92 % des sachets d’eau non conformes : le ministère du Commerce renforce la régulation du secteur

Le Ministère du Commerce et de l’Industrie (MCI) a rappelé aux entreprises de production et de distribution d’eau de boisson l’obligation de respecter les normes sanitaires et réglementaires en vigueur, à travers une circulaire publiée le 2 mars. Cette mesure s’inscrit dans le cadre du décret du 11 mars 2020 encadrant la production et le commerce des denrées alimentaires en Haïti.

Port-au-Prince, 10 mars 2026.- Selon ce document signé par le ministre James Monazard, toutes les entreprises opérant dans ce secteur, y compris les kiosques de revente, disposent d’un délai de 22 jours à compter de la publication de la circulaire pour se conformer aux exigences prévues par la loi.

Parmi les principales obligations, le ministère exige que chaque entreprise soit enregistrée au MCI et détienne une Carte d’Identification Professionnelle (CIP) valide. La production, le stockage et le transport de l’eau doivent également respecter les Bonnes Pratiques d’Hygiène (BPH). Les camions transportant l’eau conditionnée doivent être entièrement fermés afin de protéger les produits contre le rayonnement solaire.

Le ministère précise que les contenants, notamment les sachets d’eau, doivent être fabriqués à partir de matériaux inertes et non toxiques, homologués pour le contact alimentaire. L’étiquetage doit aussi être conforme aux dispositions légales afin de garantir la transparence et la protection du consommateur.

La circulaire rappelle par ailleurs que toute présence de germes pathogènes, tels que E. coli, les coliformes totaux et fécaux ou les streptocoques fécaux, est strictement interdite. Les entreprises sont tenues de réaliser des analyses bactériologiques régulières auprès de laboratoires agréés et de présenter des certificats valables pendant un mois lors des inspections sanitaires.

Le document insiste également sur la désinfection rigoureuse des camions-citernes, ainsi que des réservoirs et tuyauteries des clients avant approvisionnement. Les kiosques doivent en outre mettre en place un système de traçabilité des produits, en conservant les preuves de transactions, notamment reçus et factures.

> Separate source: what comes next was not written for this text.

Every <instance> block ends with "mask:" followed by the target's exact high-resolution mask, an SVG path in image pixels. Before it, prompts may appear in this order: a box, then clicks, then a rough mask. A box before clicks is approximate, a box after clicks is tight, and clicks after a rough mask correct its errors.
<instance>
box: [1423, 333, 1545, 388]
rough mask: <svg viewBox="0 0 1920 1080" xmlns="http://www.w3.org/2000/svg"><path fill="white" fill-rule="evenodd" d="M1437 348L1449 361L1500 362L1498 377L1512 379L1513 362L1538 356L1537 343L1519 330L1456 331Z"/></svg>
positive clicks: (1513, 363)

Les autorités encouragent par ailleurs les entreprises à installer des dispositifs supplémentaires de traitement de l’eau, tels que filtres, lampes ultraviolettes ou ozoniseurs, afin de réduire les risques de contamination bactérienne. Le personnel chargé du traitement de l’eau doit également être techniquement qualifié et capable de détecter d’éventuelles anomalies.

Le ministre James Monazard souligne que ces mesures visent à protéger la santé publique et à renforcer la confiance des consommateurs dans les produits disponibles sur le marché. Selon lui, le respect de ces normes constitue un gage de sérieux pour les entreprises et contribue à moderniser le secteur de la distribution d’eau dans le pays.

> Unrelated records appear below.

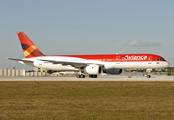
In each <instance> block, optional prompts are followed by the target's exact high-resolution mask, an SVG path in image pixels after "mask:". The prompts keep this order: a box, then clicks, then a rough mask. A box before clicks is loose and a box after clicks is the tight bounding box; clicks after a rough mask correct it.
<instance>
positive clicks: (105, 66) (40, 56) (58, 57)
mask: <svg viewBox="0 0 174 120" xmlns="http://www.w3.org/2000/svg"><path fill="white" fill-rule="evenodd" d="M17 34H18V37H19V40H20V43H21V46H22V49H23V53H24V55H25V58H23V59H15V58H8V59H9V60H16V61H18V62H20V63H22V64H25V65H29V66H34V67H38V68H44V69H49V70H57V71H77V77H78V78H84V77H85V74H88V75H89V77H91V78H96V77H97V75H98V74H100V73H101V72H103V73H108V74H121V73H122V69H154V68H155V69H156V68H165V67H168V66H169V63H168V62H167V61H166V60H165V59H164V58H163V57H161V56H159V55H154V54H101V55H44V54H43V53H42V52H41V51H40V50H39V49H38V48H37V47H36V46H35V44H34V43H33V42H32V41H31V40H30V39H29V37H28V36H27V35H26V34H25V33H24V32H17ZM149 77H150V75H149Z"/></svg>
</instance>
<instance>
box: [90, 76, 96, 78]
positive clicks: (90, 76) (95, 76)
mask: <svg viewBox="0 0 174 120" xmlns="http://www.w3.org/2000/svg"><path fill="white" fill-rule="evenodd" d="M89 77H90V78H97V75H89Z"/></svg>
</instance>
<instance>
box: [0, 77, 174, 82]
mask: <svg viewBox="0 0 174 120" xmlns="http://www.w3.org/2000/svg"><path fill="white" fill-rule="evenodd" d="M0 81H171V82H174V76H152V77H151V78H146V77H144V76H132V78H128V76H99V77H98V78H89V77H86V78H76V77H0Z"/></svg>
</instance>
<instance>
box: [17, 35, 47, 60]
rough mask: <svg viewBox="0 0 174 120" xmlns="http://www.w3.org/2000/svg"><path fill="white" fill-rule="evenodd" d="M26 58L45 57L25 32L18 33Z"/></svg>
mask: <svg viewBox="0 0 174 120" xmlns="http://www.w3.org/2000/svg"><path fill="white" fill-rule="evenodd" d="M17 34H18V37H19V40H20V43H21V46H22V49H23V52H24V55H25V58H31V57H37V56H44V54H42V52H41V51H40V50H39V49H38V48H37V47H36V46H35V44H34V43H33V42H32V41H31V40H30V38H29V37H28V36H27V35H26V34H25V33H24V32H17Z"/></svg>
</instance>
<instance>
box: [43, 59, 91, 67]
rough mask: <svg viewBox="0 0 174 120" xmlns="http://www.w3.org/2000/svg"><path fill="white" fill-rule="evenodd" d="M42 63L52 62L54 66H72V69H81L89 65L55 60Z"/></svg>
mask: <svg viewBox="0 0 174 120" xmlns="http://www.w3.org/2000/svg"><path fill="white" fill-rule="evenodd" d="M41 61H47V62H52V63H53V64H62V65H71V66H72V67H76V68H81V67H85V66H87V65H88V64H87V63H79V62H78V63H77V62H71V61H54V60H41Z"/></svg>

À titre de rappel, une étude réalisée par le Ministère du Commerce et de l’Industrie en collaboration avec la Direction du Contrôle de la Qualité et de la Protection du Consommateur (DCQPC) révèle qu’entre août 2025 et janvier 2026, plus de 92 % des sachets d’eau analysés ne respectaient pas les normes en vigueur, notamment en matière d’enregistrement et d’étiquetage. Selon les autorités, ces manquements compromettent le droit à l’information des consommateurs et exposent la population à des risques sanitaires importants.